Is there a approach to delta load to SSAS Tabular model ?

swabhiman das 20 Reputation points
2023-05-03T21:04:59.8266667+00:00

I have a Scenario , Where i refresh the cube (Process FULL or Process DATA) at certain interval, However my goal is to achieve incremental delta load to the partitions by allowing the partition to be refreshed with newly added data . The process ADD method does not work good if there had been an update in the transactional table . It basically duplicates the same Key Value with the new updated Value without replacing the OLD value and eventually the partition ends up with duplicate record. What is the best way to Achieve incremental Load in SSAS TABULAR ?

Azure Analysis Services
Azure Analysis Services
An Azure service that provides an enterprise-grade analytics engine.
437 questions
SQL Server Analysis Services
SQL Server Analysis Services
A Microsoft online analytical data engine used in decision support and business analytics, providing the analytical data for business reports and client applications such as Power BI, Excel, Reporting Services reports, and other data visualization tools.
1,244 questions
{count} votes

Accepted answer
  1. Gulshan Negi 75 Reputation points
    2023-05-10T11:50:06.4+00:00

    Hello, this is Gulshan Negi.

    Well, accomplishing a steady delta load in SSAS should be possible by utilizing segment handling choices, for example, cycle add, interaction update, or cycle update with add. However, in order to avoid duplicating the same key value with the new updated value, it is recommended to use Process Update with Append whenever there are updates in the transactional table. Change Data Capture (CDC) is another option for applying the changes in the transactional table to the cube. Overall, the best strategy will be determined by the project's particular requirements and constraints.

    Thanks


1 additional answer

Sort by: Most helpful
  1. PRADEEPCHEEKATLA-MSFT 77,081 Reputation points Microsoft Employee
    2023-05-05T05:54:51.65+00:00

    @swabhiman das - Thanks for the question and using MS Q&A paltform.

    Yes, there are several approaches to achieve incremental delta load in SSAS Tabular models. Here are some of the common approaches:

    Partition switching: Partition switching is a technique that allows you to switch out an old partition and switch in a new partition with the updated data. This approach requires that you have a staging table that contains the updated data, and that you can switch the partition to the new data. This approach is best suited for scenarios where you have a large amount of data that needs to be updated frequently.

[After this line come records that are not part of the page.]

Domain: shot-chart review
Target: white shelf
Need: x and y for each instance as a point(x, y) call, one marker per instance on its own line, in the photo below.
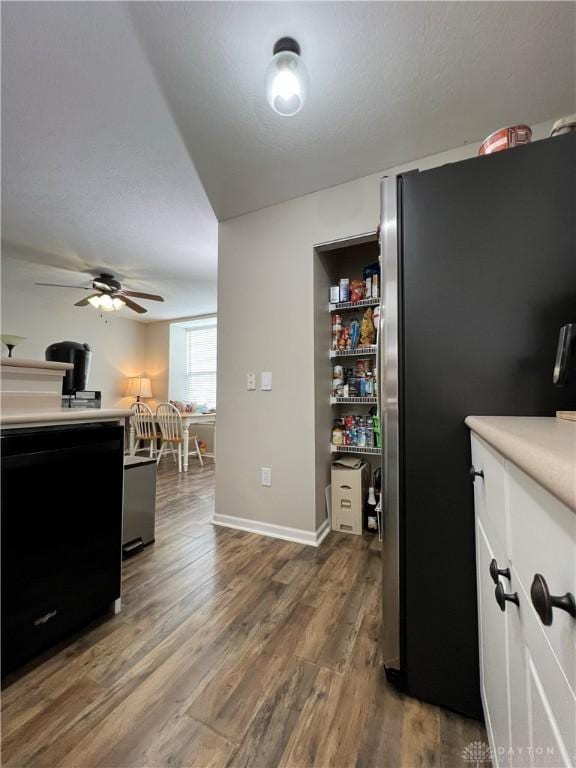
point(343, 306)
point(354, 449)
point(358, 352)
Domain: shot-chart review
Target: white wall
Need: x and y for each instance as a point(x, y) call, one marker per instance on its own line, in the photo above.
point(118, 343)
point(266, 323)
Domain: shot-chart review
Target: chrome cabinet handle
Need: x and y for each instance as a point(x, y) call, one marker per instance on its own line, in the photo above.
point(544, 602)
point(505, 597)
point(495, 572)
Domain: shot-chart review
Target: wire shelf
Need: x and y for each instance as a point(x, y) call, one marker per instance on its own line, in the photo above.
point(346, 305)
point(354, 449)
point(358, 352)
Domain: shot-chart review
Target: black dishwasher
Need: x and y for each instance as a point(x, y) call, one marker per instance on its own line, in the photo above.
point(61, 532)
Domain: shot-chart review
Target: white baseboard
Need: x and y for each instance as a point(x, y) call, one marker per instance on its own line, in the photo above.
point(312, 538)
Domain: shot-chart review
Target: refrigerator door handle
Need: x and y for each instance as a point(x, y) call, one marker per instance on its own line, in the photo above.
point(388, 378)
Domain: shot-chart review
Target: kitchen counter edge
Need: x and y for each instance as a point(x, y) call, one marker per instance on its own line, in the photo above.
point(71, 415)
point(544, 447)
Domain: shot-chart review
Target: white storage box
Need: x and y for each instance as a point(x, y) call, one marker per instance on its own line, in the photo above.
point(349, 490)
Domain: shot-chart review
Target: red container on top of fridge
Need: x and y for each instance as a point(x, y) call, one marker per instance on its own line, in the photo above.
point(506, 138)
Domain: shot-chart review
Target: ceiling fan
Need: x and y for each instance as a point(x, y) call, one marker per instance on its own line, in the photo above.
point(109, 296)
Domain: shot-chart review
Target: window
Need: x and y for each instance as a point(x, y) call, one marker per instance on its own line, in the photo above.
point(201, 362)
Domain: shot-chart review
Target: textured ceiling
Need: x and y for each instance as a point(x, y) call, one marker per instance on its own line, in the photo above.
point(389, 82)
point(94, 171)
point(125, 125)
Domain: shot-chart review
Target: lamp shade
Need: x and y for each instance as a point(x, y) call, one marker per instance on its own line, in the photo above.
point(139, 386)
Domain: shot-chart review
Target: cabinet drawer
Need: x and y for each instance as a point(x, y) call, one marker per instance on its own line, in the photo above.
point(490, 493)
point(543, 540)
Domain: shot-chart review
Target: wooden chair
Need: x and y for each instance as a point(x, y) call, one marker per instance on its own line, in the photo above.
point(170, 420)
point(144, 428)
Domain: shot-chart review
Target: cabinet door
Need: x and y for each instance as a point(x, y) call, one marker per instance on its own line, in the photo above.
point(493, 652)
point(548, 747)
point(544, 541)
point(520, 741)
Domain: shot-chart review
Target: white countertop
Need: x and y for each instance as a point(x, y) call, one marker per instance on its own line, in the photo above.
point(44, 418)
point(543, 447)
point(24, 362)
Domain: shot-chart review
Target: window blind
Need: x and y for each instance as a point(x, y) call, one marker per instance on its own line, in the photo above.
point(201, 363)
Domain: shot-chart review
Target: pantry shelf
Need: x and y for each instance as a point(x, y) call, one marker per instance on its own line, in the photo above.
point(359, 351)
point(354, 449)
point(342, 306)
point(334, 400)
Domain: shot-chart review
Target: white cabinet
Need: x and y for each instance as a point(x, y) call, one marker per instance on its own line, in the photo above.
point(527, 668)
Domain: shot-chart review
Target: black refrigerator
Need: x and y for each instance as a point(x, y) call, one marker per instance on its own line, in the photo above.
point(479, 275)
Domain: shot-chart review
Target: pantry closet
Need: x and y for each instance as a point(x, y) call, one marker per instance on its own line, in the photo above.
point(345, 370)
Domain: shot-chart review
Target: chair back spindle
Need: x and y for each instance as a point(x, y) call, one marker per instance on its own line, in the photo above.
point(143, 421)
point(170, 421)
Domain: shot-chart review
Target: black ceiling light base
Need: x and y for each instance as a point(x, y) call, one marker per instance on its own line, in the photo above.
point(287, 44)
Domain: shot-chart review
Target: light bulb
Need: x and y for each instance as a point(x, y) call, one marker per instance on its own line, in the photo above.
point(286, 78)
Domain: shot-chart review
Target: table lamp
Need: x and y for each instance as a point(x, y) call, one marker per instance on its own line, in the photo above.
point(139, 386)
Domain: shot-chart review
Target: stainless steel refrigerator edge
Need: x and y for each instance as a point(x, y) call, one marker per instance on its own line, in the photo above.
point(389, 413)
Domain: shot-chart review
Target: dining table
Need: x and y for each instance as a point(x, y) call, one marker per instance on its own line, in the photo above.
point(188, 420)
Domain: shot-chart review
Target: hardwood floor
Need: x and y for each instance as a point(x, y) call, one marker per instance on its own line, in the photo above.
point(231, 650)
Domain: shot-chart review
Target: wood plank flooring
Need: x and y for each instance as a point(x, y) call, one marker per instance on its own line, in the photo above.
point(231, 650)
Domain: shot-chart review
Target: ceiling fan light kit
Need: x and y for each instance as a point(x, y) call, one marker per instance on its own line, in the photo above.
point(109, 296)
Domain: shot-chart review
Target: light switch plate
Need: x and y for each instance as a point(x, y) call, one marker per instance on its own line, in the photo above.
point(266, 381)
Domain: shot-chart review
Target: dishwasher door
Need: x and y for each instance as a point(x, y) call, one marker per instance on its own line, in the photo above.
point(61, 532)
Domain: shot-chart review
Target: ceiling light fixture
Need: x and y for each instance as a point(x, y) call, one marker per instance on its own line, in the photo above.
point(286, 78)
point(106, 303)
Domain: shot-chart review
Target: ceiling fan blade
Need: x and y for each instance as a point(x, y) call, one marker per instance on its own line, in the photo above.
point(86, 301)
point(138, 295)
point(76, 287)
point(133, 305)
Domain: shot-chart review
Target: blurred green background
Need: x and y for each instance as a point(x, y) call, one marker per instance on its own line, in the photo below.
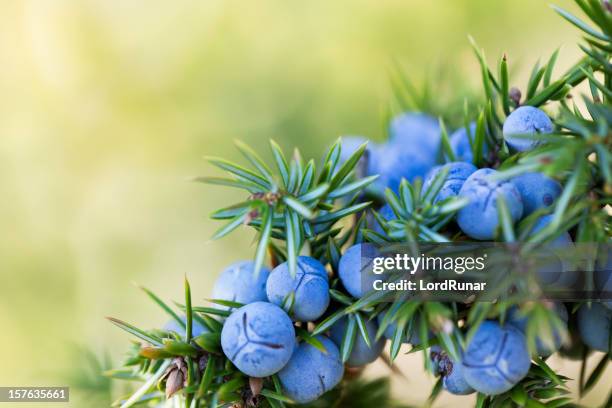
point(107, 108)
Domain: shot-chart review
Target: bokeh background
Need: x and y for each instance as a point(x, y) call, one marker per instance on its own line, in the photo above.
point(107, 108)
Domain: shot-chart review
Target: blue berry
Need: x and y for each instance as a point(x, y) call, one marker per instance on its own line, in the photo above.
point(258, 338)
point(355, 269)
point(461, 143)
point(196, 327)
point(543, 348)
point(479, 218)
point(310, 373)
point(458, 172)
point(416, 129)
point(451, 371)
point(526, 120)
point(310, 287)
point(595, 326)
point(361, 354)
point(495, 359)
point(238, 283)
point(537, 191)
point(453, 378)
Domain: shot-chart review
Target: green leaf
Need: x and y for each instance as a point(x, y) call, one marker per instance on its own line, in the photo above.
point(363, 329)
point(549, 67)
point(545, 94)
point(347, 167)
point(148, 385)
point(479, 138)
point(298, 207)
point(179, 348)
point(446, 146)
point(334, 216)
point(240, 172)
point(352, 187)
point(188, 312)
point(534, 80)
point(566, 196)
point(226, 303)
point(264, 238)
point(210, 342)
point(504, 84)
point(348, 340)
point(312, 340)
point(232, 225)
point(207, 377)
point(328, 322)
point(307, 177)
point(505, 220)
point(518, 395)
point(315, 194)
point(149, 338)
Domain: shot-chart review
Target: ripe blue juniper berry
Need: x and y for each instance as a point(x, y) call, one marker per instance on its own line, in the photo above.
point(258, 338)
point(238, 283)
point(496, 358)
point(457, 173)
point(355, 268)
point(537, 191)
point(479, 219)
point(311, 372)
point(309, 288)
point(243, 349)
point(526, 120)
point(544, 346)
point(361, 353)
point(174, 326)
point(451, 372)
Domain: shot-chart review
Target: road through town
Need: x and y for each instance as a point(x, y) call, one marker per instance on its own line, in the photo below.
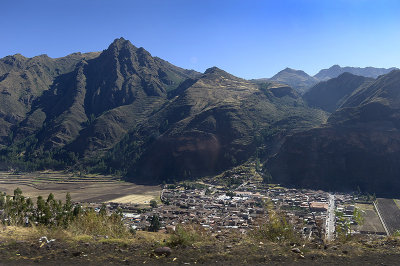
point(330, 219)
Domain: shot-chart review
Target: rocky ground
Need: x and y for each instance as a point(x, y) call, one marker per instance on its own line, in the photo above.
point(21, 247)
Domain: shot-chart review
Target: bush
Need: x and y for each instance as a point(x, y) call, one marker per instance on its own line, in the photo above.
point(91, 223)
point(186, 235)
point(278, 229)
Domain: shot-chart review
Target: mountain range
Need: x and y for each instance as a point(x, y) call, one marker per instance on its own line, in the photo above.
point(123, 111)
point(302, 82)
point(357, 149)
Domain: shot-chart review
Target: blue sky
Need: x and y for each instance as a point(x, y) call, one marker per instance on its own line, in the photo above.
point(249, 38)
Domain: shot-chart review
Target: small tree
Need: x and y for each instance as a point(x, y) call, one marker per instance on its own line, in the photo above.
point(154, 224)
point(153, 204)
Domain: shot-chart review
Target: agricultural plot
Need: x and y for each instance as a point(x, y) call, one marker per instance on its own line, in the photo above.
point(390, 213)
point(96, 189)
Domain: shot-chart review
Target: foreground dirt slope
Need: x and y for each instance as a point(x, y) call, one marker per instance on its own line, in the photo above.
point(223, 250)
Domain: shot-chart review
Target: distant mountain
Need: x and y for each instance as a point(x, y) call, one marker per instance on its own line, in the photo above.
point(297, 79)
point(23, 80)
point(331, 94)
point(359, 147)
point(124, 111)
point(335, 70)
point(215, 122)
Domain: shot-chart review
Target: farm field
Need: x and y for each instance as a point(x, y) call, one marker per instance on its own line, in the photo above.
point(89, 188)
point(390, 213)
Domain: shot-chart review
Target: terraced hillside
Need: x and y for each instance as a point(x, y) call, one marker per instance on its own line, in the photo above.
point(88, 189)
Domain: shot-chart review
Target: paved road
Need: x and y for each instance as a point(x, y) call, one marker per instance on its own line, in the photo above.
point(330, 221)
point(389, 213)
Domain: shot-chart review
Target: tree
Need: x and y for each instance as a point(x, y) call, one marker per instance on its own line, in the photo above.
point(153, 204)
point(154, 224)
point(103, 210)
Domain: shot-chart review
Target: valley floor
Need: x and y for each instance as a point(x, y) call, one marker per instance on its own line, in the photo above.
point(20, 246)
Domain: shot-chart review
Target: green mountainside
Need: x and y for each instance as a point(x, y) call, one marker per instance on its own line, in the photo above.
point(359, 147)
point(297, 79)
point(124, 111)
point(336, 70)
point(331, 94)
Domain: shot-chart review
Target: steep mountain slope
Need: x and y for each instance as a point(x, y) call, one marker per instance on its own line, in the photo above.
point(335, 70)
point(215, 122)
point(330, 95)
point(124, 111)
point(93, 106)
point(297, 79)
point(23, 80)
point(359, 146)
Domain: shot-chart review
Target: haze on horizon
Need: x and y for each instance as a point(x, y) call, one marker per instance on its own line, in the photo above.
point(250, 39)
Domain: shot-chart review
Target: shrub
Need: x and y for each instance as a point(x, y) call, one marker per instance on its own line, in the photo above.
point(186, 235)
point(91, 223)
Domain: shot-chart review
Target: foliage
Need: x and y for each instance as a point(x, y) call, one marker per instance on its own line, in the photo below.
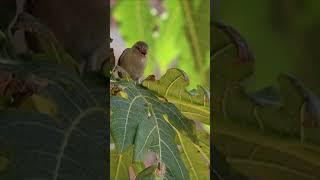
point(52, 125)
point(272, 133)
point(178, 35)
point(145, 119)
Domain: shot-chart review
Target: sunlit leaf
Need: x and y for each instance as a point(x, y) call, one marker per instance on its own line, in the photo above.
point(173, 86)
point(139, 121)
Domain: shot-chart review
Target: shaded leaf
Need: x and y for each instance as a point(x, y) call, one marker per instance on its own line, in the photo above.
point(79, 131)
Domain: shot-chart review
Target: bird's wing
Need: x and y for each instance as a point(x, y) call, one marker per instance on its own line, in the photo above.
point(122, 55)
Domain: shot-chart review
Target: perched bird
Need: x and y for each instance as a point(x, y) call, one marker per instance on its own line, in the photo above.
point(134, 60)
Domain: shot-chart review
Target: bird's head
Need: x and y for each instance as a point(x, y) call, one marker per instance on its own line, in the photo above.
point(142, 47)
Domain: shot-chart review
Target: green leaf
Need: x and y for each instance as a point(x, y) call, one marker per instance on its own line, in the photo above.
point(120, 163)
point(197, 30)
point(139, 120)
point(194, 155)
point(49, 45)
point(272, 133)
point(147, 173)
point(80, 129)
point(173, 86)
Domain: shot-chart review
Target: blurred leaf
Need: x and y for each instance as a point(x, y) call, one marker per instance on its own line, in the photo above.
point(173, 86)
point(196, 160)
point(197, 29)
point(52, 49)
point(263, 134)
point(120, 163)
point(80, 129)
point(40, 104)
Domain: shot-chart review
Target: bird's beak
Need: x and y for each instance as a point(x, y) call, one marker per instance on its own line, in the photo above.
point(144, 52)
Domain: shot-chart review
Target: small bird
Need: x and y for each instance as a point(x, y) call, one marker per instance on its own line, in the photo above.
point(134, 60)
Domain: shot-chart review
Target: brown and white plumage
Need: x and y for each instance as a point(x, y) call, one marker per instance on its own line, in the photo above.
point(134, 60)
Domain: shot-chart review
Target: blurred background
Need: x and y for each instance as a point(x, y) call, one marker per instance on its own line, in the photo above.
point(283, 36)
point(177, 32)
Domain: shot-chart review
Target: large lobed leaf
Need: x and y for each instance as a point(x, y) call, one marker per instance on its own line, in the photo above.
point(138, 117)
point(173, 86)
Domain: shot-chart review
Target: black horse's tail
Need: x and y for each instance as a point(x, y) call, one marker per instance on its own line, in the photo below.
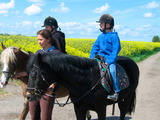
point(133, 72)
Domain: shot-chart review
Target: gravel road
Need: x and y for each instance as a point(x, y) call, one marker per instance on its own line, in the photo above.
point(147, 107)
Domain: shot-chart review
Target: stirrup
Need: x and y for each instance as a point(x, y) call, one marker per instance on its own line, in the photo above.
point(113, 97)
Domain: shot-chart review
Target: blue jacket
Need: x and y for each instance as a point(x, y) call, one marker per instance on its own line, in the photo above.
point(51, 50)
point(108, 46)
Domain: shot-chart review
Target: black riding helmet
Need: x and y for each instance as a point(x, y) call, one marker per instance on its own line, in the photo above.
point(49, 21)
point(107, 18)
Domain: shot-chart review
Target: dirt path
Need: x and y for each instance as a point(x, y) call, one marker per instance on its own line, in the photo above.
point(148, 98)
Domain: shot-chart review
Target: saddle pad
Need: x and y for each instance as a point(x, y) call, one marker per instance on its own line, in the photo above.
point(122, 78)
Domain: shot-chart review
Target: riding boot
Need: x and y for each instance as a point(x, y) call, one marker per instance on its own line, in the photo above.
point(113, 96)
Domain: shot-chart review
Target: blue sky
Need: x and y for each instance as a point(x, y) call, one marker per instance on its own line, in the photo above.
point(135, 20)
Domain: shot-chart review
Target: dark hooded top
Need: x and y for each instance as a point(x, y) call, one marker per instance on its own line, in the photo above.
point(60, 37)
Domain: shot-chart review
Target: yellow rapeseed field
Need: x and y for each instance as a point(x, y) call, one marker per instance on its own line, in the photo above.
point(79, 47)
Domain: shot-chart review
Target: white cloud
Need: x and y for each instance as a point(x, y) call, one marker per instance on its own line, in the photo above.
point(37, 24)
point(61, 9)
point(152, 5)
point(33, 10)
point(4, 7)
point(26, 23)
point(101, 9)
point(144, 27)
point(148, 15)
point(117, 27)
point(35, 0)
point(3, 11)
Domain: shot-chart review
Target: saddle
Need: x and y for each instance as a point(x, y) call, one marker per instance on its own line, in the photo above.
point(106, 79)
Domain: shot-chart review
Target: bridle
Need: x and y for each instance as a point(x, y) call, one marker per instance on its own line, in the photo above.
point(10, 74)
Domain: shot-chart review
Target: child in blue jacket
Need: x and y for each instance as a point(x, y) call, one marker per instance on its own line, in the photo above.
point(108, 46)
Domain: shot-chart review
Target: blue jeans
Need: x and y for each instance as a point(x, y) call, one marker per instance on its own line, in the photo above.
point(112, 69)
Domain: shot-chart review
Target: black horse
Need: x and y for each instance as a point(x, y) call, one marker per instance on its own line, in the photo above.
point(81, 76)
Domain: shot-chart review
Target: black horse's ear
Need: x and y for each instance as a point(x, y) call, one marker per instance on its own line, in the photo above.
point(3, 47)
point(39, 58)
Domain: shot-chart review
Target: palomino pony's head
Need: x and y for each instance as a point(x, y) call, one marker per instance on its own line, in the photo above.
point(9, 63)
point(39, 79)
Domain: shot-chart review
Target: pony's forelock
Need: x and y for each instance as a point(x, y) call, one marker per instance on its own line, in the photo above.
point(8, 55)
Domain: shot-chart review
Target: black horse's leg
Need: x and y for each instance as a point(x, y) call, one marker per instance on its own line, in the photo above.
point(102, 113)
point(80, 113)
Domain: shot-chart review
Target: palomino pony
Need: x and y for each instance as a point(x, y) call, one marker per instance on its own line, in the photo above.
point(81, 76)
point(14, 61)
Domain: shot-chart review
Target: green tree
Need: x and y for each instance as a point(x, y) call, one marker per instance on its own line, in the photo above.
point(156, 39)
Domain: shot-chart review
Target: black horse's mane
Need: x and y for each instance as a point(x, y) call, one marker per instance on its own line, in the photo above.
point(65, 62)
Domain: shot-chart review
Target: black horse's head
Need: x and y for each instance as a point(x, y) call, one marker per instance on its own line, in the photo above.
point(40, 77)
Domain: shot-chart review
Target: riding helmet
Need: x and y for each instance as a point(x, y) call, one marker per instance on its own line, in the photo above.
point(107, 18)
point(50, 21)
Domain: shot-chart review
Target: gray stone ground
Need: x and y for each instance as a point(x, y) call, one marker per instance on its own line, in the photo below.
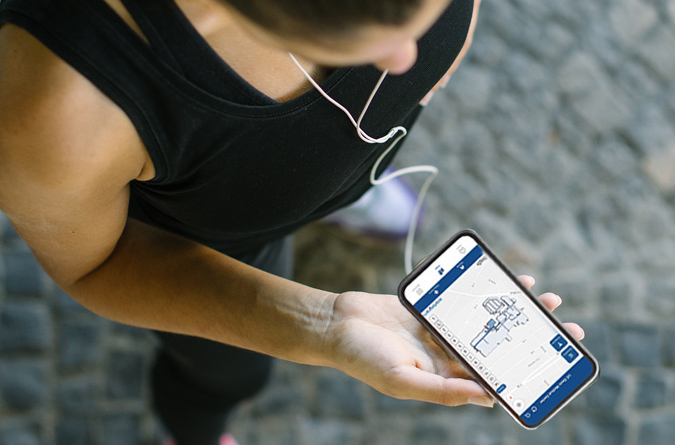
point(556, 142)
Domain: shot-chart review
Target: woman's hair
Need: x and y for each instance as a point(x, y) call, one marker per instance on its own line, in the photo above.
point(324, 17)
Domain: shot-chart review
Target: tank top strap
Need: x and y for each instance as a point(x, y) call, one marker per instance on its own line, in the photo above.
point(151, 32)
point(179, 44)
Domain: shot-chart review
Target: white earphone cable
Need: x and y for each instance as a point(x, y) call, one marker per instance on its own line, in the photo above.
point(432, 170)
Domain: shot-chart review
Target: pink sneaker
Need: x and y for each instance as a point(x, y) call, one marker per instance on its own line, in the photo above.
point(383, 212)
point(225, 439)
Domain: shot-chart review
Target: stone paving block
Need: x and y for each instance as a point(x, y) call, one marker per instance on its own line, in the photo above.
point(651, 132)
point(74, 431)
point(651, 391)
point(275, 431)
point(637, 81)
point(120, 429)
point(539, 11)
point(603, 108)
point(488, 51)
point(524, 73)
point(670, 8)
point(616, 293)
point(485, 426)
point(605, 395)
point(580, 73)
point(432, 432)
point(472, 86)
point(576, 290)
point(284, 395)
point(79, 395)
point(386, 404)
point(81, 343)
point(503, 18)
point(338, 395)
point(657, 51)
point(333, 432)
point(24, 383)
point(549, 433)
point(20, 432)
point(613, 157)
point(598, 338)
point(670, 346)
point(125, 378)
point(657, 430)
point(632, 19)
point(639, 345)
point(594, 430)
point(660, 293)
point(551, 42)
point(23, 274)
point(25, 326)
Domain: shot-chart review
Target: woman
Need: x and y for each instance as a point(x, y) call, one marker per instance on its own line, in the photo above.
point(156, 156)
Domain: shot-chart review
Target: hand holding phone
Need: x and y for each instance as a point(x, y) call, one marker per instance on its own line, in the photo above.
point(479, 312)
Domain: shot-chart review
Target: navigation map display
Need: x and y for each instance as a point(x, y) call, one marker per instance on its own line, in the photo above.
point(531, 365)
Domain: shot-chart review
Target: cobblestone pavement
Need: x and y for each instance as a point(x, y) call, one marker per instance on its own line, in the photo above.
point(556, 142)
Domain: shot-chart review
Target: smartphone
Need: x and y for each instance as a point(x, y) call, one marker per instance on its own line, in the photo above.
point(503, 336)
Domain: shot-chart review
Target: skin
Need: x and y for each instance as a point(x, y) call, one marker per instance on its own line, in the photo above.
point(67, 156)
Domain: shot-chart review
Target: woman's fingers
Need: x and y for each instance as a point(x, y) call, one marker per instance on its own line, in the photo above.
point(527, 280)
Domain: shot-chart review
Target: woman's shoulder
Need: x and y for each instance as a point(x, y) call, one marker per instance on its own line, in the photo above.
point(54, 124)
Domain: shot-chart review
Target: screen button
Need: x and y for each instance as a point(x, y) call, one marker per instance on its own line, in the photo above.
point(558, 342)
point(570, 354)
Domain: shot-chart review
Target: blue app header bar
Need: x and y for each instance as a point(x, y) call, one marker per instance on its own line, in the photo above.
point(450, 277)
point(553, 396)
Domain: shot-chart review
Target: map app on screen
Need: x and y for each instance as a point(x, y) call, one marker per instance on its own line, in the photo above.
point(488, 320)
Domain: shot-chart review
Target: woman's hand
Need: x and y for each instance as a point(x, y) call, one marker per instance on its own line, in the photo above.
point(467, 44)
point(378, 342)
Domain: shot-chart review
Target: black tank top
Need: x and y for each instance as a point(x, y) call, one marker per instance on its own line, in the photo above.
point(235, 169)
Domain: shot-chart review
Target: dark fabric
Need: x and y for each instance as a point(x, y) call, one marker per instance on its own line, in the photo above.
point(235, 169)
point(196, 383)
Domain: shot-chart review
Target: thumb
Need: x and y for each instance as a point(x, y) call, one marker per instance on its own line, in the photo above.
point(413, 383)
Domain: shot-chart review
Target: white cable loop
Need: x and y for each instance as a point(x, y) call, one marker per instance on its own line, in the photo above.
point(433, 171)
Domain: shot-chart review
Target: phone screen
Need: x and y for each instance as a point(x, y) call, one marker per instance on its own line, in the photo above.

    DirectQuery mode: DirectQuery mode allows you to query the data directly from the source database, rather than importing it into the SSAS Tabular model. This approach is best suited for scenarios where you have a large amount of data that needs to be updated frequently, and where the data is too large to be imported into the SSAS Tabular model.

    Incremental processing: Incremental processing is a technique that allows you to process only the data that has changed since the last processing. This approach requires that you have a way to identify the changed data, such as a timestamp or a flag, and that you can use this information to process only the changed data. This approach is best suited for scenarios where you have a moderate amount of data that needs to be updated frequently.

    Merge partitions: Merge partitions is a technique that allows you to merge two or more partitions into a single partition. This approach requires that you have two or more partitions that contain the same data, and that you can merge them into a single partition. This approach is best suited for scenarios where you have a small amount of data that needs to be updated frequently.

    The best approach for your scenario will depend on the specific requirements of your data and your SSAS Tabular model. You may need to experiment with different approaches to find the one that works best for your needs.

    1 person found this answer helpful.